Atualmente, há ferramentas relacionadas à iniciativa BIBFRAME e editores de demo, em especial, o BIBFRAME Editor (BFE) um demo para experimentar a entrada de dados no formato. E a ferramenta de transformação de registros MARC para registros BIBFRAME.
É bom destacar que a iniciativa do BIBFRAME se desenvolve há vários anos. Seu anúncio formal deu-se em 2011, com o informe da Library of Congress sobre o plano geral do projeto. Em 2012, a empresa Zepheira é contratada para avaliar as iniciativas relacionadas ao mundo bibliográfico, e os novos modelos de dados, bem como, estabelecer alguma modelagem destes dados. O trabalho da empresa foi concluído no mesmo ano, com a publicação de uma estrutura inicial e algumas experimentações.
Em janeiro de 2013, a LC juntamente com a ALA estabelece o site BIBFRAME.org. Espaço de informação sobre o projeto do vocabulário, links para materiais relacionados e exemplos de códigos de transformação de registros bibliográficos. Em janeiro de 2014, fixaram-se o vocabulário do BIBFRAME. A intenção foi a de promover e criar um ambiente estável para os implementadores, para as experiências iniciais, e para as implementações em ambientes profissionais.
Desde o início, o projeto contou com vários parceiros e colaboradores da iniciativa BIBFRAME. Como exemplo, destaca-se as organizações como: OCLC, a Biblioteca Nacional da Alemanha, Biblioteca Britânica, além da Biblioteca Nacional de Medicina dos Estados Unidos e as bibliotecas da Universidade de Cornell, Stanford, George Washington, e Princeton. Também Terry Reese, responsável pelo software MarcEdit, se integrou ao projeto ao estabelecer algumas ferramentas com BIBFRAME.
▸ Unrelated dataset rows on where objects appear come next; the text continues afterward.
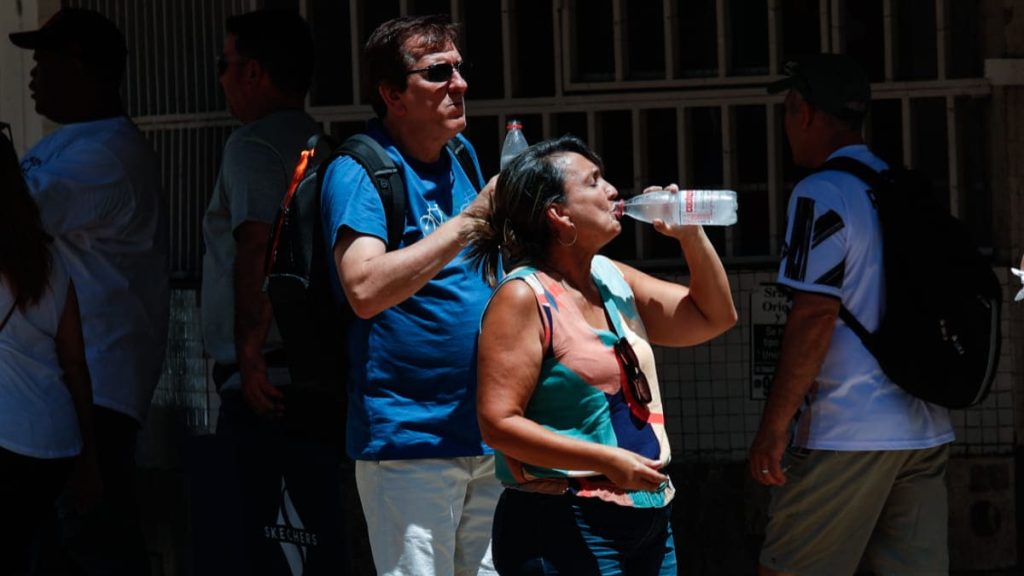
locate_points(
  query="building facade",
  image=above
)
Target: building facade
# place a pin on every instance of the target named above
(666, 91)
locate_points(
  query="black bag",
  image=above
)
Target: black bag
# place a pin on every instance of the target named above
(272, 507)
(311, 323)
(939, 336)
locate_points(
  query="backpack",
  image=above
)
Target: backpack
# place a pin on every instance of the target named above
(939, 336)
(311, 324)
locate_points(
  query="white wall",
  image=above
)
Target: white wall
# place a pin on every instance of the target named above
(15, 64)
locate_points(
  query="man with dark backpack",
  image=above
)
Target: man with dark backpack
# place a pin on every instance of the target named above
(863, 478)
(270, 475)
(425, 478)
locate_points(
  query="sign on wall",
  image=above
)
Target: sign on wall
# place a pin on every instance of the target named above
(769, 309)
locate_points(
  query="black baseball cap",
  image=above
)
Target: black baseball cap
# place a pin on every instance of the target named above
(834, 83)
(96, 40)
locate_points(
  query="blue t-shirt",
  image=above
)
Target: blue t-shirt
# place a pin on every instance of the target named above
(412, 384)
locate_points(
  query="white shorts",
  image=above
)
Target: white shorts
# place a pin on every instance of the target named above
(429, 517)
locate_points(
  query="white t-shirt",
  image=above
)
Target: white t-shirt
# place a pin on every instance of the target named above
(37, 415)
(834, 247)
(97, 188)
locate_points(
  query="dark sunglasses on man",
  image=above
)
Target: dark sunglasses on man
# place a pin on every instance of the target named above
(441, 72)
(634, 375)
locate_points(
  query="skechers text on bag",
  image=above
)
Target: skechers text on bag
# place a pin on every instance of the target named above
(311, 324)
(939, 336)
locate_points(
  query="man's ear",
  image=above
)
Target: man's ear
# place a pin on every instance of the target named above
(807, 114)
(392, 98)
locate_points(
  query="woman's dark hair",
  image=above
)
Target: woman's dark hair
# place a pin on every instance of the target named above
(25, 258)
(385, 58)
(280, 40)
(516, 229)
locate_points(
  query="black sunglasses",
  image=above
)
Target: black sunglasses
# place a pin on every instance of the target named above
(441, 72)
(635, 376)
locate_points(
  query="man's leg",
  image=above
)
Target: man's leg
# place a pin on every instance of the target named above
(472, 549)
(413, 509)
(910, 536)
(109, 539)
(820, 521)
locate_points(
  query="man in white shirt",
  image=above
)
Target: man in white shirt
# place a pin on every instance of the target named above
(96, 182)
(863, 479)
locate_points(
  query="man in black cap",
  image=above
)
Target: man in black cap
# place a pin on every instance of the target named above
(863, 477)
(97, 187)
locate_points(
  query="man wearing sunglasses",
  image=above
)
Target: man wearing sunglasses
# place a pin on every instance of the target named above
(97, 187)
(265, 72)
(424, 476)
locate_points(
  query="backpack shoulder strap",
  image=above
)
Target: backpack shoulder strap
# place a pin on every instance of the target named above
(465, 160)
(386, 177)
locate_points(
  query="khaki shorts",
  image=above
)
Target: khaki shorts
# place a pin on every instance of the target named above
(888, 507)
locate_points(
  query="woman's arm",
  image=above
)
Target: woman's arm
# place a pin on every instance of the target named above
(679, 316)
(71, 356)
(511, 351)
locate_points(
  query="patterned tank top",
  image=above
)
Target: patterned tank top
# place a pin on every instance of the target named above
(583, 389)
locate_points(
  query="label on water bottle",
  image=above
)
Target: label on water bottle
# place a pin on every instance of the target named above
(696, 209)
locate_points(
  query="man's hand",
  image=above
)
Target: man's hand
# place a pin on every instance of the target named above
(262, 398)
(766, 456)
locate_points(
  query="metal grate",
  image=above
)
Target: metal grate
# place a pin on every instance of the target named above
(690, 107)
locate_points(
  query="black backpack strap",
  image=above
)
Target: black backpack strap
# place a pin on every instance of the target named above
(465, 160)
(386, 177)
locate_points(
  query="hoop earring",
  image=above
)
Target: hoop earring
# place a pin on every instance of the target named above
(576, 235)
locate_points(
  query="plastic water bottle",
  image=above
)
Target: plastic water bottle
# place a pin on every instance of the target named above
(705, 207)
(514, 141)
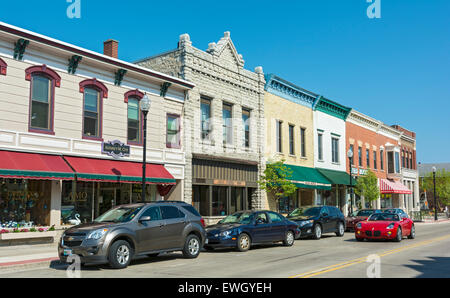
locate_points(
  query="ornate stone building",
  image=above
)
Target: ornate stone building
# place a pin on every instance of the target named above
(223, 128)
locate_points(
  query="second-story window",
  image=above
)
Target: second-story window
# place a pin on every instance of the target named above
(173, 139)
(367, 158)
(227, 118)
(303, 141)
(335, 150)
(134, 120)
(291, 140)
(206, 127)
(279, 136)
(246, 124)
(41, 99)
(320, 145)
(91, 113)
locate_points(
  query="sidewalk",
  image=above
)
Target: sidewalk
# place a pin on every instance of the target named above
(24, 256)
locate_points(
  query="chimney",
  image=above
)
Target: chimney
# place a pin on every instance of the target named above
(111, 48)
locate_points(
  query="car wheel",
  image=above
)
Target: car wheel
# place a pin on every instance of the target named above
(340, 230)
(191, 247)
(412, 235)
(289, 239)
(399, 235)
(120, 254)
(317, 232)
(244, 242)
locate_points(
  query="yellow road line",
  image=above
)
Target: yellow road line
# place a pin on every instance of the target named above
(363, 259)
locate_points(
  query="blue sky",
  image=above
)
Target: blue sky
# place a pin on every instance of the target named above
(395, 69)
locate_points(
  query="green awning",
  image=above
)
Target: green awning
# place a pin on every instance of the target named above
(304, 177)
(337, 177)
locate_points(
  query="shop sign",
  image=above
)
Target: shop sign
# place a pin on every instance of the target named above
(116, 149)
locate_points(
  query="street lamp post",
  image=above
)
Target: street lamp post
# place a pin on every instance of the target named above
(145, 107)
(350, 156)
(434, 192)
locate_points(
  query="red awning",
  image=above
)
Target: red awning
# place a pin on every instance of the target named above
(391, 187)
(106, 170)
(34, 166)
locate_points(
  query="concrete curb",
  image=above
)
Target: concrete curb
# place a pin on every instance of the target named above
(26, 264)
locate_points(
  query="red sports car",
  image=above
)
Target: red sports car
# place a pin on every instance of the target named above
(385, 226)
(357, 216)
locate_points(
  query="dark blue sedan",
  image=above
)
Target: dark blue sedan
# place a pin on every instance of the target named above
(246, 228)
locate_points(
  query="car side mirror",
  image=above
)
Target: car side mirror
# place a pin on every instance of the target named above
(145, 219)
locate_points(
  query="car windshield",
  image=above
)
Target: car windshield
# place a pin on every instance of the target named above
(365, 213)
(120, 214)
(240, 217)
(384, 217)
(309, 211)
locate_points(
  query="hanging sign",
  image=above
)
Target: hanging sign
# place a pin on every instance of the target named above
(116, 149)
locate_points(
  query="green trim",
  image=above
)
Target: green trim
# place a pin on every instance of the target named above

Apesar das ações no estabelecimento de um novo padrão, não há porque existir qualquer falta de respeito para com o formato MARC e a sua história, e tudo o que tem realizado para a comunidade bibliotecária mundial. As mudanças são apenas um sinal de reconhecimento da necessidade em se obter os benefícios das tecnologias computacionais atuais. Em 2011, a ISBD Consolidada foi publicada, apesar de continuar em estudo evolutivo. Em 2013, a RDA foi oficialmente lançada apesar de estar em desenvolvimento alguns capítulos e sofrer atualizações contínuas e frequentes.
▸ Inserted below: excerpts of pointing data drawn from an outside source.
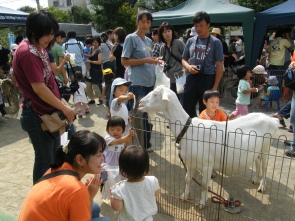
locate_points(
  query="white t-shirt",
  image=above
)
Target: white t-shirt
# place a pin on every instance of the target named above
(81, 96)
(139, 199)
(119, 110)
(239, 45)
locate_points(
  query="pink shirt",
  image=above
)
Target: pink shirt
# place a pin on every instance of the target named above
(28, 69)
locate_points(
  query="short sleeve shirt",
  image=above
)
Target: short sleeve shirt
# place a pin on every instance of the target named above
(136, 47)
(60, 198)
(219, 115)
(139, 199)
(27, 73)
(196, 52)
(243, 99)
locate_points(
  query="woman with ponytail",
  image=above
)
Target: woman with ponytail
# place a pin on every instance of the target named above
(60, 195)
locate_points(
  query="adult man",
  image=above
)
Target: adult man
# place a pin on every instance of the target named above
(276, 50)
(58, 54)
(239, 45)
(203, 61)
(74, 47)
(4, 60)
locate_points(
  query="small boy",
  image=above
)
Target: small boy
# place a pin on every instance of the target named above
(119, 94)
(87, 54)
(211, 100)
(244, 92)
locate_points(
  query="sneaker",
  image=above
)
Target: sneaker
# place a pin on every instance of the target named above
(91, 102)
(290, 153)
(100, 102)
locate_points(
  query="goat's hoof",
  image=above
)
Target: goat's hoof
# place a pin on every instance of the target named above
(183, 197)
(255, 181)
(261, 189)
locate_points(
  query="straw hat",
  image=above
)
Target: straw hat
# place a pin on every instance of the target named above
(216, 31)
(259, 69)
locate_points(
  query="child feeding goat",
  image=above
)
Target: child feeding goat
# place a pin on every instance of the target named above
(202, 145)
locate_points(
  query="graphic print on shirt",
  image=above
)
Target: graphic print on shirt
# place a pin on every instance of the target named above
(198, 53)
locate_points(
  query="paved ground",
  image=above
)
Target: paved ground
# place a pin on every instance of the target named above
(16, 154)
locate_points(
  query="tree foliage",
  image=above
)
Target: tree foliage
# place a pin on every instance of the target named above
(81, 15)
(258, 5)
(110, 14)
(158, 5)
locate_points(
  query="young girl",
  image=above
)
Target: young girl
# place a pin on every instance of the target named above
(80, 96)
(115, 144)
(135, 198)
(64, 196)
(244, 91)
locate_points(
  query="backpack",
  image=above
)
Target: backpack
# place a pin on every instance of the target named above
(289, 78)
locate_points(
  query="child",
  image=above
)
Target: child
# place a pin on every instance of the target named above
(80, 96)
(119, 94)
(87, 54)
(2, 110)
(135, 198)
(115, 144)
(211, 100)
(272, 81)
(244, 91)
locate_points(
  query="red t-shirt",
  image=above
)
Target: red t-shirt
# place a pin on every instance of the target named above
(61, 198)
(219, 116)
(28, 69)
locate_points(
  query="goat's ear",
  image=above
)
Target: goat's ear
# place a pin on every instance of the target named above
(165, 96)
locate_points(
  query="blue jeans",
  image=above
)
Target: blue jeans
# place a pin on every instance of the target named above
(179, 96)
(96, 212)
(140, 92)
(44, 144)
(292, 117)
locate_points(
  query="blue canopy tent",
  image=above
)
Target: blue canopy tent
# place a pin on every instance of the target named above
(221, 13)
(9, 17)
(280, 15)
De certa forma, são acontecimentos que tinham que ocorrer mais ou menos na ordem que ocorreram para permitir gerar algum ponto de inflexão nos processos e práticas bibliotecárias. É fato que, da mudança do catálogo em ficha para o catálogo on-line, não houve uma campanha para matar o sistema em ficha. Ainda hoje há bibliotecas utilizando o sistema, caso do Brasil, por exemplo. O sistema on-line mostrou-se a melhor opção, e as bibliotecas adotaram. É mais vantajoso. Com o MARC ocorrerá a mesma coisa, uma nova alternativa virá, e as bibliotecas deverão adotá-lo, com naturalidade. Afinal, o trabalho bibliotecário será cada vez mais semântico.